Когда мы приехали в Дарницу и выгрузились из эшелона, то неприятно было смотреть на молодых солдат. Вид у них был невзрачный. На головах у многих были полотенца, гражданские фуражки, изодранные военные ушанки. На ногах можно было видеть и рваные ботинки разных размеров, и рваные сапоги: наши кирзовые и трофейные яловые, а тои просто ноги, обернутые одними портянками. Вся эта армия бросилась на Дарницкий рынок. И опять кто продавал, кто менял новое на старое или просто отнимал.
На площади базар висел на виселице предатель. Его повесили партизаны.
В Дарнице мы пробыли до вечера. Вечером нам построили и повели на юго-запад. Так как многих солдат не было, то нас остановили в лесу. В лесу было по щиколотки воды, и мы ломали елки, делали себе что-то вроде постелей. После полуночи нас подняли и повели дальше. Прошли километров 20-30. Впереди был городок или село, нас в него не пустили. Мы простояли 2-3 часа, после чего кем-то была дана команда: «Кто как может, добирайтесь обратно до Дарницы». Все бросились кто куда. Кто на дорогу, чтобы на попутной машине уехать в Дарницу. Кто в деревню, чтобы что-нибудь поесть и поспать.

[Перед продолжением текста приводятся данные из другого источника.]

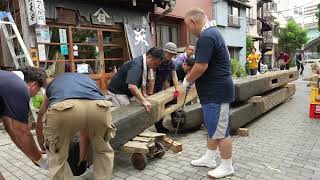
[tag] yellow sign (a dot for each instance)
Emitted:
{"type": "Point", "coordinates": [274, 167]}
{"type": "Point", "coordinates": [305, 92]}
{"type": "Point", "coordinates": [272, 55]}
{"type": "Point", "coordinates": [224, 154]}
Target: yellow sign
{"type": "Point", "coordinates": [34, 54]}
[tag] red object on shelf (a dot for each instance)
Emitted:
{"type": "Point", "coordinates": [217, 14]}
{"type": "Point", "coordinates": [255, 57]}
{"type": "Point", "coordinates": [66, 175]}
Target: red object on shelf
{"type": "Point", "coordinates": [314, 111]}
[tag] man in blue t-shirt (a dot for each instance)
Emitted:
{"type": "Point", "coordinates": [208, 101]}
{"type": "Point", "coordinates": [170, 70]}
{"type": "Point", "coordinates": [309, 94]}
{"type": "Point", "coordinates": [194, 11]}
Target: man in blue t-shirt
{"type": "Point", "coordinates": [74, 103]}
{"type": "Point", "coordinates": [212, 76]}
{"type": "Point", "coordinates": [16, 88]}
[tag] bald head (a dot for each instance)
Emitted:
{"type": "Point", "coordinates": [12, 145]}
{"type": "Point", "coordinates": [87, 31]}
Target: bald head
{"type": "Point", "coordinates": [195, 19]}
{"type": "Point", "coordinates": [196, 14]}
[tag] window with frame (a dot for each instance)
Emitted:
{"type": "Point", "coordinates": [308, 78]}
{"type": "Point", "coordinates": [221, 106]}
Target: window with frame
{"type": "Point", "coordinates": [234, 10]}
{"type": "Point", "coordinates": [92, 51]}
{"type": "Point", "coordinates": [167, 33]}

Нас собралась группа в 5 человек, и мы пошли в деревню, которая виднелась невдалеке. Хозяйка, видя нас, наверное, подумала: «Вот это солдаты!» Бабушка накормила нас, сварила картошки в мундире большой чугун, сала немного, хлеба. Все это мы съели и почувствовали боль в животах. Проспали мы ночь, утром нас опять покормили и дали по куску хлеба. Поблагодарив хозяйку, мы двинулись в путь. Выйдя на дорогу, мы остановили машину, которая шла в направлении Дарницы, с бочками из-под солярки. Усевшись на эти бочки, мы доехали до нужного места. Здесь мы узнали, что наш бывший начальник эшелона строго наказан, разжалован в рядовые, офицеры тоже были наказаны. Нас передавали другим офицерам.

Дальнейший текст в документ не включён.